While investors clearly objected to the manner in which Syrah Resources (ASX: SYR) decided to raise $70 million last Friday - with the stock being sold down 26% - the share price has recovered some lost ground, up around 6% in late afternoon trading yesterday.
Despite issuing 163.4 million new shares, the stock’s true believers clearly see sufficient upside in Syrah’s long-term graphite story to buy on the dips while they last, despite it being shareholder-decretive.
The whole idea of raising $70 million through both retail and institutional placements is to help make the company’s America’s graphite dreams come true.
Unless you were unaware, graphite is an important ingredient in lithium-ion batteries and North American battery manufacturers are expected to shift procurement away from China in response to cost and geopolitical pressures.
Decoupling from China
What’s helping to make these dreams come true is a 93.5% anti-dumping duty on Chinese natural and synthetic graphite producers in the U.S.
Given that China accounts for more than 40% of graphite imports into the U.S., the new anti-dumping duty represents pennies from heaven for Syrah, which is now recognised as a globally significant supplier of natural graphite and active anode material (AAM).
The anti-dumping duty measure was the result of a consortium of American graphite hopefuls - which, in addition to Syrah, include Novonix (ASX:NVX) - that are attempting to establish their own synthetic and natural graphite-based battery anode material factories in the U.S.

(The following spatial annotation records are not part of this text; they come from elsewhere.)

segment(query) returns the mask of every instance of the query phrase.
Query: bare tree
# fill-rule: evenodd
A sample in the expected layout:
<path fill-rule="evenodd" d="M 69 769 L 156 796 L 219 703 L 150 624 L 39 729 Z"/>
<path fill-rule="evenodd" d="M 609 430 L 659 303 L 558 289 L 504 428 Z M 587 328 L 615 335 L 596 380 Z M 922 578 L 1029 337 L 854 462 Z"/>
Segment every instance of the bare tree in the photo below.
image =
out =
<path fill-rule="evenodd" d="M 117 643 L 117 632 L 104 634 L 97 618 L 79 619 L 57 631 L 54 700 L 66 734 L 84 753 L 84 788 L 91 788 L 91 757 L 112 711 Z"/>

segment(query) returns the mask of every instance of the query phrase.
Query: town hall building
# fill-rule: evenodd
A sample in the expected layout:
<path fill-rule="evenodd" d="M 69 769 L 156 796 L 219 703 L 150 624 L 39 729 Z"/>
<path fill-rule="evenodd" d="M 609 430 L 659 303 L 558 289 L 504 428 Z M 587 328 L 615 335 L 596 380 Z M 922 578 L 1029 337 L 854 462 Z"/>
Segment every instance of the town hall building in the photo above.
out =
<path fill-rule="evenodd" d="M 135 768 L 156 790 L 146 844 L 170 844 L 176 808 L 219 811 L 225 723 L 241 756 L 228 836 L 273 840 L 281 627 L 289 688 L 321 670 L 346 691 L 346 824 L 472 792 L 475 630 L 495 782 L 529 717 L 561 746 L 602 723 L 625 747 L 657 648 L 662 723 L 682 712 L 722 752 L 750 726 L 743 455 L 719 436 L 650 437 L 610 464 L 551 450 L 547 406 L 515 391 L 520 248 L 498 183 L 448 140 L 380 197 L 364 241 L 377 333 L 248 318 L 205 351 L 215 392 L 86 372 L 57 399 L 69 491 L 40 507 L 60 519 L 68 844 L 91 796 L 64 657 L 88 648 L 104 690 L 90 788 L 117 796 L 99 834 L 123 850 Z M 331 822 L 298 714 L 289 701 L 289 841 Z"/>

Shares in both Syrah and Novonix went up a little under 20% 18 July after the preliminary determination by the U.S Department of Commerce (DoC), which would make the effective tariff rate on Chinese graphite some 160%.
A final determination on the DoC investigations is now due on December 5.
Trouble at mine
The DoC’s decision on 18 July provided welcome relief for Syrah’s shareholders after civil unrest near its Balama mine in Mozambique last November halted production and triggered default clauses on crucial U.S. government loans.
While the U.S Department of Energy lent US$102 million to Syrah in 2022 to help it build a graphite-processing plant in Louisiana near customers such as Tesla, the U.S. International Development Finance Corporation (IDFC) lent US$150 million to help fund works at the Balama mine.
Both loans were issued to Syrah - one of the few non-Chinese miners of graphite - to bolster investment in the U.S. and counter Beijing’s grip on critical minerals.
While Syrah has not defaulted on any repayments under the loans, the company has been upfront about failure to meet some key output milestones caused by protests at the mine.
As a result of these disruptions, Syrah has struggled to make a profit from graphite mining in Mozambique over the last eight or so years.
As a result, the miner has relied on funding from both U.S. government agencies and AustralianSuper, which holds 32% of the miner’s shares, to remain in business.
The operations at the Balama site have been significantly constrained since late September last year.
But the miner resumed graphite production last June and has benefitted from unfulfilled demand from buyers affected by supply disruptions in the non-China graphite market.
While a surplus of graphite has weighed on prices for years, forcing Syrah to mothball some of its Balama mine, rebounding infrastructure and EV demand, constrained supply, and Chinese export restrictions have led to rising graphite prices in 1Q 2025. Since then, they appear to have stabilised.
Outlook
While the share price is trading at a shadow of the $2.60 it reached in November 2022, the year-to-date rally (up 46%) is encouraging.
Last week Jarden upgraded Syrah Resources to Overweight from Neutral and lifted its target price to 40c from 28c.
These changes are a direct response to anti-dumping and countervailing duties on Chinese AAM imports into the U.S.
The broker expects these durable trade measures - which also apply to AAM within imported battery components - to significantly enhance the competitiveness of Syrah’s US-based Vidalia facility in Louisiana.
The facility produces AAM at unit costs of circa US$5,000–6,000/t versus Chinese landed AAM now priced at over US$8,300/t.
With the duties immediately effective and final determination due by December 2025, Jarden expects the development to boost Vidalia’s commercial momentum.
Equally noteworthy, it's also expected to eliminate Syrah’s pricing disadvantage versus Chinese supply.
The broker sees strategic value in Vidalia’s scalable 45ktpa capacity and latent supply potential from Balama.
Syrah Resources has a market cap of $297 million; the share price is up 20% on one year and down 24% in the last week.
Consensus is Moderate Buy.
This article does not constitute financial or product advice. You should consider independent advice before making financial decisions.